Source: Bianco Research

The Financial Times – Gillian Tett: Don’t be fooled by short-selling bans
If a new paper published in a report from the Federal Reserve Bank of New York is correct, the answer is sobering. In recent months, a group of Fed and independent economists have analysed the impact of the short selling ban that was put into place in the US during the financial crisis of 2008, between September 22 and October 8 that year.* Those 2008 conditions are not necessarily identical to those currently prevailing in the eurozone. But the conclusions from the research are clear; these economists do not think short selling bans work. For there is precious little evidence that the ban in US markets truly halted share price declines; on the contrary, the impact was (at best) neutral, they claim. However, the ban hurt market mechanisms, as liquidity dried up.

Comment

We have been arguing this point for years:

While naked short-selling has always been illegal in the U.S., short-selling of all types was banned in the U.S. from September 19, 2008 to October 8, 2008 on select financial stocks. As the chart below shows, those restricted stocks dropped 26.3% in value during the U.S. short-selling ban. During the same period, the S&P 500 dropped 21.42%.

Click to enlarge:

Source: Bianco Research

Category: Short Selling, Think Tank

Please use the comments to demonstrate your own ignorance, unfamiliarity with empirical data and lack of respect for scientific knowledge. Be sure to create straw men and argue against things I have neither said nor implied. If you could repeat previously discredited memes or steer the conversation into irrelevant, off topic discussions, it would be appreciated. Lastly, kindly forgo all civility in your discourse . . . you are, after all, anonymous.
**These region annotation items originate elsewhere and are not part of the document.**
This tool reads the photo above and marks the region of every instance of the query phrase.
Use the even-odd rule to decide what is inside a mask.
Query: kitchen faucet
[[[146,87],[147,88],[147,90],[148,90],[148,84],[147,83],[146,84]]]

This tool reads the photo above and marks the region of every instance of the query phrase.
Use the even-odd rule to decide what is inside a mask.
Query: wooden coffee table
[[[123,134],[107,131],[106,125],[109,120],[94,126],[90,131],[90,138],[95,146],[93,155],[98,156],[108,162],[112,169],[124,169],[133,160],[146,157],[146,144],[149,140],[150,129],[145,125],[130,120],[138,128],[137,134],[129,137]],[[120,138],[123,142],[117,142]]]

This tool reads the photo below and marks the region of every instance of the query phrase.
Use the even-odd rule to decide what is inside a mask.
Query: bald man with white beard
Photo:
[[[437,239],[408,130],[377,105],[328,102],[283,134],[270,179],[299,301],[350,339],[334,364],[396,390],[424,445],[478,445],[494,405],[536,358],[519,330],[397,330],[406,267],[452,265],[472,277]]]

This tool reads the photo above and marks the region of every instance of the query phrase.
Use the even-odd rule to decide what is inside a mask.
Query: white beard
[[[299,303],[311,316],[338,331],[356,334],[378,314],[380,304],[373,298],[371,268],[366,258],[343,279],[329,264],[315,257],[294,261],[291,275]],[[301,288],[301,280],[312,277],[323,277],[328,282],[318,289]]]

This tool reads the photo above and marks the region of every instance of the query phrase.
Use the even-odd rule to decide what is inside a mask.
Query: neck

2 Responses to “Short-Selling Bans Do Not Work!”

  1. Top_Down says:

    Without commenting on the overall merits of a short-selling ban, the argument in the last paragraph doesn’t hold water. The author makes the point that stocks restricted by the short-selling ban declined more than the S&P. But presumably those stocks to which the ban was applied were those most at risk of declining. Perhaps they would have fallen even more without the ban.

  2. denim says:

    Determined traders walked right around the “ban” and did not put the whole wad at risk:

    Bear Put Spreads: A Roaring Alternative To Short Selling

    http://www.investopedia.com/articles/optioninvestor/09/bear-vertical-put-spread.asp#ixzz24soQHp6s

    A case for high rates of taxing bear put spreads and short selling can be made. Traders are taking money out of the manufacturing and services sector without necessarily re-entering it. Taxpayers now foot the bill for bail outs and the unemployment benefits that must be paid to the victims of the proactive vultures.